Sam Storms analyzes what Paul says about tongues:

Look closely at what Paul says in 1 Corinthians 14:3-5.

“On the other hand, the one who prophesies speaks to people for their upbuilding and encouragement and consolation. The one who speaks in a tongue builds up himself, but the one who prophesies builds up the church. Now I want you all to speak in tongues, but even more to prophesy. The one who prophesies is greater than the one who speaks in tongues, unless someone interprets, so that the church may be built up” (1 Corinthians 14:3-5).

Some argue that Paul was being sarcastic in verse 4, intending to censure or rebuke as selfish anyone who desires to be edified by the use of this gift. But the edifying of oneself is not a bad thing. It simply isn’t the primary point of the kind of public meeting Paul had in view. We study the Bible to edify ourselves. We pray to edify ourselves. We listen to sermons to edify ourselves. Countless Christian activities are an effective means of self-edification. I hope that your motivation in reading this article is to edify yourself by increasing your biblical understanding of spiritual gifts! If there are any lingering doubts, Jude 20 commands us to edify ourselves by praying in the Spirit!

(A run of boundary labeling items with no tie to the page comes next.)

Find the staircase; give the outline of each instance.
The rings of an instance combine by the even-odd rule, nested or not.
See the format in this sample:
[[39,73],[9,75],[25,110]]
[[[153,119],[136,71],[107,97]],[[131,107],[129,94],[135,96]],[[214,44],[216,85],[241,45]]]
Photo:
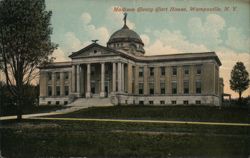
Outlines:
[[113,106],[113,104],[111,103],[110,98],[79,98],[68,104],[68,108],[57,110],[55,112],[65,114],[95,106]]
[[69,104],[74,107],[112,106],[110,98],[79,98]]

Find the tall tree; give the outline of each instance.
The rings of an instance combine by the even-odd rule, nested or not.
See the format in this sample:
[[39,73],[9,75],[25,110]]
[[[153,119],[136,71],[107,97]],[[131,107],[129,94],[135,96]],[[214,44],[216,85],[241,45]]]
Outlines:
[[230,88],[239,93],[239,101],[241,101],[241,95],[248,87],[249,75],[246,67],[242,62],[237,62],[231,71]]
[[51,42],[52,12],[45,0],[0,1],[0,51],[6,84],[15,97],[17,118],[22,118],[25,85],[37,66],[52,60],[57,45]]

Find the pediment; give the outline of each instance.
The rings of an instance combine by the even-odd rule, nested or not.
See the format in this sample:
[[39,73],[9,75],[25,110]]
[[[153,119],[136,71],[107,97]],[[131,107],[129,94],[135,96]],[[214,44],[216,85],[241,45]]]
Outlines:
[[114,55],[119,55],[119,53],[113,49],[101,46],[96,43],[92,43],[88,45],[87,47],[77,52],[72,53],[69,57],[70,58],[82,58],[82,57],[114,56]]

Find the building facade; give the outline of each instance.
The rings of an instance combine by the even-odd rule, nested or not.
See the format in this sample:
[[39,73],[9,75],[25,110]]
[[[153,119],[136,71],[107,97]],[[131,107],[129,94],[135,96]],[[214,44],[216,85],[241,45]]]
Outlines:
[[107,46],[94,41],[70,62],[40,67],[40,105],[105,97],[114,105],[221,104],[215,52],[145,56],[143,47],[125,22]]

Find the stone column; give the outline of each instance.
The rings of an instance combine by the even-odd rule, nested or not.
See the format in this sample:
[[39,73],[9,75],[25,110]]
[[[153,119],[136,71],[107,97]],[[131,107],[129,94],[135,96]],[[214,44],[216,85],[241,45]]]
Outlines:
[[132,94],[132,77],[133,77],[132,64],[128,63],[128,93]]
[[64,72],[60,72],[60,96],[64,96]]
[[101,63],[101,92],[100,97],[105,97],[105,63]]
[[45,96],[48,96],[47,94],[47,87],[48,87],[48,84],[47,84],[47,80],[48,80],[48,77],[47,77],[47,73],[44,72],[44,71],[40,71],[40,79],[39,79],[39,86],[40,86],[40,97],[45,97]]
[[118,63],[118,92],[122,91],[122,64]]
[[91,79],[91,70],[90,70],[90,64],[87,64],[87,92],[86,92],[86,98],[91,97],[91,92],[90,92],[90,79]]
[[139,78],[139,66],[136,65],[135,66],[135,80],[134,80],[134,89],[135,89],[135,94],[139,94],[139,82],[138,82],[138,78]]
[[160,94],[160,73],[159,73],[159,67],[154,68],[154,89],[155,94]]
[[52,96],[56,96],[56,73],[52,72]]
[[144,80],[143,80],[143,83],[144,83],[144,86],[143,86],[143,91],[144,91],[144,95],[148,95],[148,66],[147,65],[144,65]]
[[177,67],[177,94],[183,94],[183,68]]
[[122,77],[121,77],[121,83],[122,83],[122,92],[124,92],[124,63],[122,63],[122,70],[121,70],[121,73],[122,73]]
[[112,83],[113,83],[113,92],[116,92],[116,63],[113,63]]
[[71,76],[71,79],[72,79],[72,83],[71,83],[71,86],[72,86],[72,92],[76,92],[76,70],[75,70],[75,65],[72,65],[72,76]]
[[77,92],[77,95],[79,96],[80,95],[80,65],[77,65],[76,66],[76,92]]

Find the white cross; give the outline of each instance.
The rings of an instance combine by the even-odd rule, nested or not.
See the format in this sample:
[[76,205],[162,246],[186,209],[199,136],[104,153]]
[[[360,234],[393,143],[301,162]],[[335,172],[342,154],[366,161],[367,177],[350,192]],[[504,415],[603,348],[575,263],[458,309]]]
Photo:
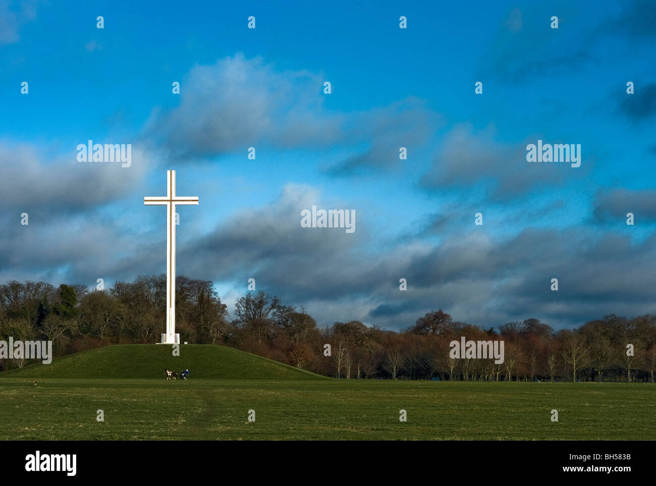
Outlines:
[[175,206],[197,206],[198,198],[175,195],[175,171],[167,170],[166,197],[144,197],[146,206],[167,207],[166,239],[166,334],[161,335],[163,344],[180,343],[180,335],[175,333]]

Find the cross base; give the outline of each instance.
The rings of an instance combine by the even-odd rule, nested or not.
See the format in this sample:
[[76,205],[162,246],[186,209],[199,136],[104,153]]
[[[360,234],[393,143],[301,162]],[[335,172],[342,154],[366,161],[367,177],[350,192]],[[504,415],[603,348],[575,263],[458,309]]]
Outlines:
[[166,333],[162,333],[161,343],[160,344],[163,344],[163,345],[179,345],[180,344],[180,335],[179,334],[167,334]]

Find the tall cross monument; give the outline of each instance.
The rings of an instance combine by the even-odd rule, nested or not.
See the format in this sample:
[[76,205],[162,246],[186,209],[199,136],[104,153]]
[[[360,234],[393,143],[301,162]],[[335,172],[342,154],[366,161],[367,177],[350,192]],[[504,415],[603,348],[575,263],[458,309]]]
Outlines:
[[175,333],[175,206],[197,206],[198,198],[175,195],[175,171],[167,170],[166,197],[144,197],[146,206],[165,206],[166,226],[166,333],[162,333],[162,344],[180,343]]

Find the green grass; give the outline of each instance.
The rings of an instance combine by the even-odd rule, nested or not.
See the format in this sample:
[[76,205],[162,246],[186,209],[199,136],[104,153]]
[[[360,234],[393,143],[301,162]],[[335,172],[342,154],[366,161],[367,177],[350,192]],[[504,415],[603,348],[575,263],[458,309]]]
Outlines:
[[656,439],[650,384],[5,375],[3,439]]
[[329,379],[266,358],[225,346],[182,345],[174,356],[171,345],[106,346],[69,354],[0,374],[5,377],[41,378],[159,378],[164,369],[180,373],[189,369],[192,378]]

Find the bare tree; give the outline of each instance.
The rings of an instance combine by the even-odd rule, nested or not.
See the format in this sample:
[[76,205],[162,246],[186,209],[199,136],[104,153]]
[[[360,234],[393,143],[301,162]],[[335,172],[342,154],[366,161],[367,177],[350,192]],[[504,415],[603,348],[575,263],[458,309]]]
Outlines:
[[590,351],[585,338],[578,333],[569,333],[563,339],[563,360],[572,367],[572,381],[576,381],[577,369],[590,364]]
[[628,348],[622,350],[620,362],[622,366],[626,370],[626,381],[631,382],[631,370],[642,364],[644,360],[644,346],[640,341],[636,341],[633,346],[632,352]]
[[344,365],[347,352],[348,350],[346,349],[346,343],[343,341],[340,340],[339,344],[337,345],[337,351],[333,356],[333,363],[335,364],[335,369],[337,371],[337,378],[341,377],[342,367]]
[[546,358],[546,369],[549,372],[549,377],[551,379],[551,381],[554,381],[554,375],[556,373],[556,367],[558,366],[558,359],[555,354],[550,354],[548,358]]
[[613,363],[614,354],[610,340],[604,335],[591,337],[590,344],[590,362],[597,371],[598,380],[604,381],[604,370]]
[[392,373],[392,379],[396,379],[396,373],[405,359],[403,349],[400,346],[394,346],[385,352],[383,367]]

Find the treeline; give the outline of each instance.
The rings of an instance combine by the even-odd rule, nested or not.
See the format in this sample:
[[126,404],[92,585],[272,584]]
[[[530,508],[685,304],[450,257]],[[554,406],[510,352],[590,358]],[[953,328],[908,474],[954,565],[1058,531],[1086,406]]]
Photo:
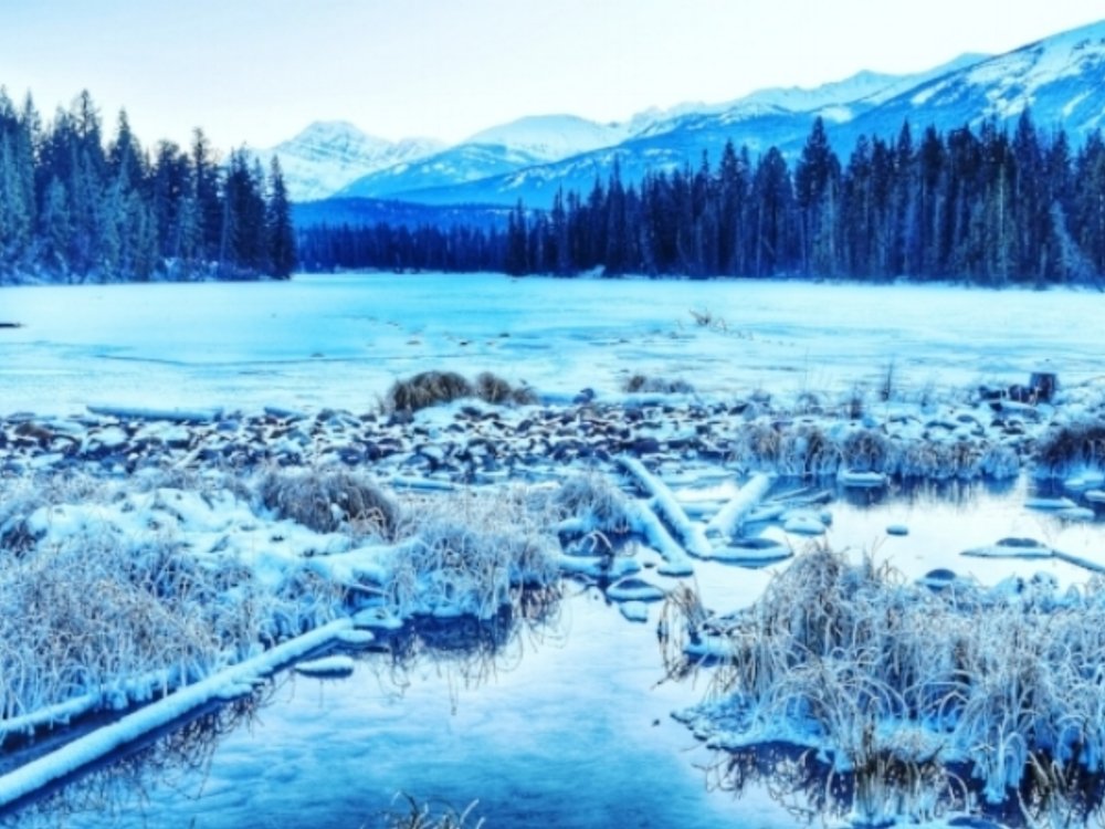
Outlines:
[[125,112],[105,141],[87,92],[44,126],[0,87],[0,280],[286,277],[295,263],[275,159],[223,165],[199,129],[147,153]]
[[520,203],[506,227],[376,224],[299,231],[301,260],[335,267],[512,274],[839,276],[986,285],[1096,281],[1105,273],[1105,143],[1072,150],[1022,114],[978,128],[861,137],[846,164],[820,118],[793,164],[728,144],[716,167],[617,167],[590,192]]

Every gift of the Spirit in some way or degree, either directly or indirectly, edifies its user. This is not evil unless self-edification becomes an end in itself. If your spiritual gift serves to increase your maturity, heighten your sensitivity, expand your understanding, and intensify your zeal, all the better for the body of Christ! In this way self-edification is simply an intermediate step to the growth of others in the church. Why would anyone object to that? I’m sure Paul wouldn’t.

Also, if self-edification from tongues-speech were wrong, Paul would not have encouraged its use in verse 5a. And uninterpreted tongues were what Paul had in mind, for he contrasted them with prophecy, insisting that the latter is better suited to edify others (unless, of course, the tongues-speech is interpreted, v. 5b).

Some may wonder how mysteries that are not understood even by the speaker can edify. The answer, at least in part, lies in verses 14-15. There Paul says

“For if I pray in a tongue, my spirit prays but my mind is unfruitful. What am I to do? I will pray with my spirit, but I will pray with my mind also; I will sing praise with my spirit, but I will sing with my mind also” (1 Corinthians 14:14-15).

As Gordon Fee points out,
“Contrary to the opinion of many, spiritual edification can take place in ways other than through the cortex of the brain. Paul believed in an immediate communing with God by means of the S/spirit that sometimes bypassed the mind; and in verses 14-15 he argues that for his own edification he will have both. But in church he will have only what can also communicate to other believers through their minds” (Commentary on First Corinthians, 657).
My hope is that cessationists will, therefore, cease appealing to the spurious argument that self-edification is sinful or selfish. As noted earlier, if it is, they should repent for ever having read this article (or any other!) in the first place.